The sources you use above are not to useful in this delimma. Although the Hebrew bible makes it clear that god is all powerful, it also makes it clear that there is no afterlife. Judaism is the exception among religions in this belief.
In contrast, Buddhism, at least in its original form, claims there is no personal, intelligent god, but rather a law of nature that almost automatically yields life after life.
For Christians there is but one life and you make into heaven or you do not. Early Christians believed in transmigration (a form of reincarnation), at least some of them including the Essenes, but when Constantine made Christianity a state religion, he stamped out this belief. Better able to control the people if they only had one chance.
So if we look at all the major religions, we get freedom of belief. They are all contradictory. So we can pick and choose. Can god also pick and choose?
Before I forget, my disembodied friend Joe McHale once told me that although he drank a bit too much and chased the skirts a bit while alive in Ireland, he had a good heart and they accepted him. So this suggests that a choice was made, but that it was made by something like a committee rather than a single all-powerful being.
I find that idea appealing. Why should things be so different on the other side. Hopefully, no evil and only harmony. But why shouldn't there be organizations and work to do and the work delegated, and a heirarchy of responsible beings. Of course, that's what awaits you if you make to heaven, without having to return. You just get another job. This one going for 24 hrs a day since eat and sleep should be unnecessary in a frictionless environment.
So you get chosen if you have the right resume. Those who are not chosen just get to rest until they give up their identity and maybe their intelligence(see below)and become another human.
Anyway back to scripture. There is one piece of scripture that seems to put it all together in a way that makes a synthesis of the religious contradictions mentioned above. It is "The Tibetian Book of the Dead". This book contains a description of the experience of dying. The primary experience is seeing different colors day after day. It speaks of achieving salvation, which I take to be going to heaven and not coming back. It has a recipe for achieving salvation.
Everyday that the bright lights come to you, despite their scariness, you are to focus your being into the bright lights and at the same appeal to your Guru to give you energy to go with the lights and get salvation. If you instead seek solace in the soft fuzzy lights that are comforting, you will surely be born again.
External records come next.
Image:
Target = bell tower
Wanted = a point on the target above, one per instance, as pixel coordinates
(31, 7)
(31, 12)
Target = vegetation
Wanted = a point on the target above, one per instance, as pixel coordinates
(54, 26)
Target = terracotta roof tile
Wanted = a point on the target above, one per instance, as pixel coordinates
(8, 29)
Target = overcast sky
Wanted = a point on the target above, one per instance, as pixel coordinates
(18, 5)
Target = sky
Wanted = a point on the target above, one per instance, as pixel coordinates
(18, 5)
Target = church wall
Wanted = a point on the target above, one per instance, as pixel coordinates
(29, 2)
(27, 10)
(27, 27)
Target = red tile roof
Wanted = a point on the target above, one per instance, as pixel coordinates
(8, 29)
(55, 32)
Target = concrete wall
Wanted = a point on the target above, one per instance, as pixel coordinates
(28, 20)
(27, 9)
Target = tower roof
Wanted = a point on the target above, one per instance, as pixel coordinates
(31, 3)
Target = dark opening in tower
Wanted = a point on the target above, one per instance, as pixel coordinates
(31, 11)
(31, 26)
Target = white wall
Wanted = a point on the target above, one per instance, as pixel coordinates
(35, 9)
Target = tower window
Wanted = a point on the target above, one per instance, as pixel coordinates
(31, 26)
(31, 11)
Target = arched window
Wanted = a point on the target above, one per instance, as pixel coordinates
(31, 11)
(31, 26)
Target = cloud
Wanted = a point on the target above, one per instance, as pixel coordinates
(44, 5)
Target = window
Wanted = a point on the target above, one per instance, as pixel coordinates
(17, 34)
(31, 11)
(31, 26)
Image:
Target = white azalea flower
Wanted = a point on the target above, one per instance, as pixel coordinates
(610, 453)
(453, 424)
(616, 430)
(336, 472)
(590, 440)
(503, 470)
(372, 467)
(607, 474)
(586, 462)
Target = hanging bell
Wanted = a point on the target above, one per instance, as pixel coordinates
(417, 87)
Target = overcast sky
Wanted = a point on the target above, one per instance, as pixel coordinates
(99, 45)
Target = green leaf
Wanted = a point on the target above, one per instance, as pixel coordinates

Now here is the synthesizing part. If you do not have a Guru, then there is a being, THE lORD OF GREAT COMPASSION, who is available for everybody to attain salvation. You pray to this Lord while doing one pointed meditation on the bright lights and off you go.
By the way, the bright lights are, according to the book, your intelligence being radiated away. So it is best to accomplish the trip at the first opportunity, so you will not appear too stupid on your arrival(my idea).
Everything that Jesus said suggests to me that he is the Lord of Great Compassion- like "you can only get salvation through me". Joe probably had not read the book, and so needed a little help from his friends.